Caine is magnificent and proves his screen presence hasn’t dimmed since then. Ray Winstone is as good as ever in playing a menacing thug and even gets to do a Michael Caine impression
Michael Gambon is hilarious as the weak-bladdered “Billy the Fish“. But it is Jim Broadbent that leaves the deepest impression. Far from his usual genial old gent roles in films like the “Harry Potter” series; “Paddington” and “Bridget Jones” and although he has taken darker roles e.g.”The Lady in the Van” – here he displays blistering form as a nasty piece of work. An electrifying, head-to-head unblinking confrontation between Broadbent and Caine is a high-point of the film.

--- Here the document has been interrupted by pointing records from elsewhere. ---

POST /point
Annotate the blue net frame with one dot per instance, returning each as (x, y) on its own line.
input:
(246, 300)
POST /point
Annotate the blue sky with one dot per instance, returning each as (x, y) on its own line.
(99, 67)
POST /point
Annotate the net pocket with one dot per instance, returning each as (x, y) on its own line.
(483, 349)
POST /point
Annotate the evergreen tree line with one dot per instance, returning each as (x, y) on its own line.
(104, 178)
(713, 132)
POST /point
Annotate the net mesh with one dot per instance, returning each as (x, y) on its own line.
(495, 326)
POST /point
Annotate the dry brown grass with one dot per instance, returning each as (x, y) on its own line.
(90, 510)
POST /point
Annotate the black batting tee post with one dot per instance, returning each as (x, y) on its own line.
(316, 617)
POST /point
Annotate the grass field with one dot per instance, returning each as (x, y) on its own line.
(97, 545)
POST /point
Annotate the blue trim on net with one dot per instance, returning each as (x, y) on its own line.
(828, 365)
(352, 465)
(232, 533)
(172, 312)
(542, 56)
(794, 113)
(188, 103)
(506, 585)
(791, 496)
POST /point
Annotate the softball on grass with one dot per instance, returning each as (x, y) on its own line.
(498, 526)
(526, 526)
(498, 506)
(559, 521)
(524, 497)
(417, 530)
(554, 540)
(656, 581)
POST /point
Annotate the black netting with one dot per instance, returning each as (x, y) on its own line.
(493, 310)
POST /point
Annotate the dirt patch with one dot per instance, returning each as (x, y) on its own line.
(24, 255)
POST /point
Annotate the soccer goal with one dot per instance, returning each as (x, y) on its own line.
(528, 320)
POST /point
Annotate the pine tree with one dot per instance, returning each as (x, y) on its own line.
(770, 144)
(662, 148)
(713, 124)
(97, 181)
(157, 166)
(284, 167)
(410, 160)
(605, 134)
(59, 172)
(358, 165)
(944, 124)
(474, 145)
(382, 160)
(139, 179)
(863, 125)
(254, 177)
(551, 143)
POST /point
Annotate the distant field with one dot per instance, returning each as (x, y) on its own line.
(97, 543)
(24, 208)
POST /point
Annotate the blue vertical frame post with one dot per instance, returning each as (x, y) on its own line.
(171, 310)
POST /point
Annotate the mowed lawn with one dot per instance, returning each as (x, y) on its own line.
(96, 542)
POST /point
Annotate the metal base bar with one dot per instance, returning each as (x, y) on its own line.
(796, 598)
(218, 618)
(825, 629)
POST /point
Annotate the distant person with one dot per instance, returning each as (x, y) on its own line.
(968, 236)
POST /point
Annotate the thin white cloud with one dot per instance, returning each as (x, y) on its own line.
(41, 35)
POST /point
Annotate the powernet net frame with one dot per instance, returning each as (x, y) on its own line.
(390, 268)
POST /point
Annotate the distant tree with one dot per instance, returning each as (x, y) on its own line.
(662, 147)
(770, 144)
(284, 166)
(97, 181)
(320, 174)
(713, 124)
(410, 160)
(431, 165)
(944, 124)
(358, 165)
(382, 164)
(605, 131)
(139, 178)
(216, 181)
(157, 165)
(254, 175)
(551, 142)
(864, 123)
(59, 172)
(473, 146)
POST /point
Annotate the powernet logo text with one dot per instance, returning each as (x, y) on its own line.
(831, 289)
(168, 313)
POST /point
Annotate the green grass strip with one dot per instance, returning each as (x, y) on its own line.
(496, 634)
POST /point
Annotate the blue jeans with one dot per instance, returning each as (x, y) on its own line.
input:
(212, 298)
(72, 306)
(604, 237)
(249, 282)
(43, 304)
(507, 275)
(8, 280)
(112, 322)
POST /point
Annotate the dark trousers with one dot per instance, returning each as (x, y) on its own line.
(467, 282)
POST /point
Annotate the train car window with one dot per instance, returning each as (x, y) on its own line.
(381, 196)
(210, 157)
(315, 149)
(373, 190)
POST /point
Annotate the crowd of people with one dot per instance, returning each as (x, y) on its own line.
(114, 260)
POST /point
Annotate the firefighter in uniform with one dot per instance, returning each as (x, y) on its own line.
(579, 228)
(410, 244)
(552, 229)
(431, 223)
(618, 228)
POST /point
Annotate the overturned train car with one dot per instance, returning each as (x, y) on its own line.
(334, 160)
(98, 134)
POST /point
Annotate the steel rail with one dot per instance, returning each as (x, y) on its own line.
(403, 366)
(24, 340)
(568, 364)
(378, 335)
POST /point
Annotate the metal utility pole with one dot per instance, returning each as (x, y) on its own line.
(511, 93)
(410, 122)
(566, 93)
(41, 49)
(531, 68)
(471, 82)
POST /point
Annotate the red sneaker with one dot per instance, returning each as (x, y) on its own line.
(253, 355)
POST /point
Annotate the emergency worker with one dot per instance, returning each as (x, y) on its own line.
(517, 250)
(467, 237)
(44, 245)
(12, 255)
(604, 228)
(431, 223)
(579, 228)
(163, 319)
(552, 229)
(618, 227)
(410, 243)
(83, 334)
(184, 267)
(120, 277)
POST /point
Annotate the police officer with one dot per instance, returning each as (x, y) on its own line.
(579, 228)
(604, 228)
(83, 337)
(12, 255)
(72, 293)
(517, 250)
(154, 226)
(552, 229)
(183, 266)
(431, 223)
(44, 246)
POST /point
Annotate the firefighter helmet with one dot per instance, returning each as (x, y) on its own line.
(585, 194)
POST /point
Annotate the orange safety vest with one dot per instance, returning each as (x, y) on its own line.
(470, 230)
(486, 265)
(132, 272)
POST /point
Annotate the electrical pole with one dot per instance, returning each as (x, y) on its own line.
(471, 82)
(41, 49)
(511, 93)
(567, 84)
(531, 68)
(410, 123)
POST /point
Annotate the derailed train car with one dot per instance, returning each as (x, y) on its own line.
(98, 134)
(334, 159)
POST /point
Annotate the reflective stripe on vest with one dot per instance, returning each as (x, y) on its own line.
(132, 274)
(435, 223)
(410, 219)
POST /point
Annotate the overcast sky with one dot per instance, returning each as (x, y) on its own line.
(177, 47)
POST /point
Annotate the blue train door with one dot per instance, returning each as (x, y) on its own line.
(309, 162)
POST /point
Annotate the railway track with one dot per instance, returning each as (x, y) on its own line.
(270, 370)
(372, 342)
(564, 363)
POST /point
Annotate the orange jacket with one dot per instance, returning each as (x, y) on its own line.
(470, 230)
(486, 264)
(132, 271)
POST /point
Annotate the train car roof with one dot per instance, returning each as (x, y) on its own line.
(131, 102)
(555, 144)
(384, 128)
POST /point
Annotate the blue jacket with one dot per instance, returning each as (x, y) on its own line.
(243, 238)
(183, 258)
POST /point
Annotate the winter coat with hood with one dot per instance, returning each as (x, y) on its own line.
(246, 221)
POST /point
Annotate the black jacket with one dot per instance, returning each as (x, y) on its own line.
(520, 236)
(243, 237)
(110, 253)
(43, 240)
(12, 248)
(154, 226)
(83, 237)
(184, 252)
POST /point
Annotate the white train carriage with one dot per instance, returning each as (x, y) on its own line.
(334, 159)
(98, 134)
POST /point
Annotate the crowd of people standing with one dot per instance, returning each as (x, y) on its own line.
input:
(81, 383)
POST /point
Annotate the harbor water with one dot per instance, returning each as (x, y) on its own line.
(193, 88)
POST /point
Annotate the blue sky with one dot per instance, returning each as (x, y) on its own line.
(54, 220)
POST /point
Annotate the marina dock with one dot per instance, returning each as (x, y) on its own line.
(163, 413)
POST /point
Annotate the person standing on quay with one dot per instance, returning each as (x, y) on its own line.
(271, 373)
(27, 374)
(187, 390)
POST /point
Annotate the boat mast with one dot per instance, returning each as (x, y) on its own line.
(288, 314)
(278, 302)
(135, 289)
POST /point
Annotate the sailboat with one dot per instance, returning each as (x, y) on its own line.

Snippets of past British crime movies illustrate the career exploits of the now-creaky old folks whose main preoccupations now are Crohn’s disease, incontinence, type 2 diabetes and hearing which include “The Italian Job” and “The Lavender Hill Mob.
Posing as workmen, the gang entered the deposit, neutralise the alarms, and proceed to drill a hole into the wall of the safe. Two days later, they manage to escape with allegedly over £200 million worth of stolen jewels and money. When police are called to the scene and the investigation starts, the cracks between the misfit gang members begin to show as they row over how to share the goods and become increasingly distrustful of each other.
The events depicted are, astonishingly, based on a true story. During the Easter bank holiday period April 2015, a gang of middle aged and OAP veteran criminals really did break into The Hatton Garden Safe Deposit Company in central London using the methods depicted in this film and stole somewhere between £14 million to £25 million worth of valuables from safety deposit boxes (the exact amount is unclear as customers with safety deposit boxes didn’t necessarily want to report what their boxes contained). The initial success and surprise of the robbery however was short lived as the perpetrators were caught within a matter of weeks by police after modern crime solving methods and clumsiness by the thieves themselves resulted in a string of arrests.
With a script by Joe Penhall [The Road (2009) Enduring Love (2004)] and an atmospheric, jazzy soundtrack by Benjamin Wallfisch and the masterclass ensemble acting of the top class cast make the humour, treachery and robbery quality entertainment.